ACS Chem Biol. 2012 Jan 20;7(1):166-71. doi: 10.1021/cb200348m. Epub 2011 Dec 1.
New strategies are needed to circumvent increasing outbreaks of resistant strains of pathogens and to expand the dwindling supply of effective antimicrobials. A common impediment to drug development is the lack of an easy approach to determine the in vivo mechanism of action and efficacy of novel drug leads. Toward this end, we describe an unbiased approach to predict in vivo mechanisms of action from NMR metabolomics data. Mycobacterium smegmatis, a non-pathogenic model organism for Mycobacterium tuberculosis, was treated with 12 known drugs and 3 chemical leads identified from a cell-based assay. NMR analysis of drug-induced changes to the M. smegmatis metabolome resulted in distinct clustering patterns correlating with in vivo drug activity. The clustering of novel chemical leads relative to known drugs provides a mean to identify a protein target or predict in vivo activity.

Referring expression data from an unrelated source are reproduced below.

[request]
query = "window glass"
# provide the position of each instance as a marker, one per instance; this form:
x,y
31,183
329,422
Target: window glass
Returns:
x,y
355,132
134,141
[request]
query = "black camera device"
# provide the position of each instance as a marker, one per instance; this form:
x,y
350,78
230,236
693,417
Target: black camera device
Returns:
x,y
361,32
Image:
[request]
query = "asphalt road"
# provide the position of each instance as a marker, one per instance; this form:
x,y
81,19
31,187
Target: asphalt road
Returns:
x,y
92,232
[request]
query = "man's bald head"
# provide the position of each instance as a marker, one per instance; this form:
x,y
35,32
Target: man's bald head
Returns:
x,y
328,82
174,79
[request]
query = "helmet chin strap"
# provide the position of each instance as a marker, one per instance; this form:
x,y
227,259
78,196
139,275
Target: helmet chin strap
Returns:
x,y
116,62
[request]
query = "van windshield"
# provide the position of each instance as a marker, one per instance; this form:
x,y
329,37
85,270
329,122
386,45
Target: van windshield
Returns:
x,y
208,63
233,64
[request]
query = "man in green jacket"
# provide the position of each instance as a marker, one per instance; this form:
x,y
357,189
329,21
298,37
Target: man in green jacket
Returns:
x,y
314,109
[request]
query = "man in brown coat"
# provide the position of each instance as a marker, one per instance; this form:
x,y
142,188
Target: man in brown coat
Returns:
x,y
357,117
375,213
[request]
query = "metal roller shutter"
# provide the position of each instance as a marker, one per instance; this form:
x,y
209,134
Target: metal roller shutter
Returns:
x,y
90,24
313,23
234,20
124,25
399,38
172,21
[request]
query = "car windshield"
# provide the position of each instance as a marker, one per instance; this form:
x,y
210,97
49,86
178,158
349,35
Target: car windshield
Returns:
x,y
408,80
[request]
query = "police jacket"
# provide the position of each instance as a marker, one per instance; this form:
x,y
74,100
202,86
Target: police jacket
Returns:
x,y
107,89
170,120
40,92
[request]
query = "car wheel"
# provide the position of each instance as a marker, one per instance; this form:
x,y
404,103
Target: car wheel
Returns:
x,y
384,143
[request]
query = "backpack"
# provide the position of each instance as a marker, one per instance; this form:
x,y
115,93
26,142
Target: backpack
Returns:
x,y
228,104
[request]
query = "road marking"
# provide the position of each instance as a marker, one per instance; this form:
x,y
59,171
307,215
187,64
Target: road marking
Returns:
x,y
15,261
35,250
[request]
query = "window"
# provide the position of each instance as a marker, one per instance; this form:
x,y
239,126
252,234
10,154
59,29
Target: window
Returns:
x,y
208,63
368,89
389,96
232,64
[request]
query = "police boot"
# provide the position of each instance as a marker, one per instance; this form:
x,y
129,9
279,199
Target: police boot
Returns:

需要新的策略来规避不断增加的耐药病原体菌株的爆发,并扩大有限的有效抗菌药物供应。药物开发的一个常见障碍是缺乏一种简单的方法来确定新型药物先导物的体内作用机制和疗效。为此,我们描述了一种从 NMR 代谢组学数据预测体内作用机制的无偏方法。耻垢分枝杆菌(Mycobacterium smegmatis)是结核分枝杆菌(Mycobacterium tuberculosis)的非致病性模式生物,用 12 种已知药物和 3 种从基于细胞的测定中鉴定出的化学先导物进行了处理。用 NMR 分析药物诱导的耻垢分枝杆菌代谢组变化,得到与体内药物活性相关的不同聚类模式。与已知药物相比,新型化学先导物的聚类为鉴定蛋白质靶标或预测体内活性提供了一种方法。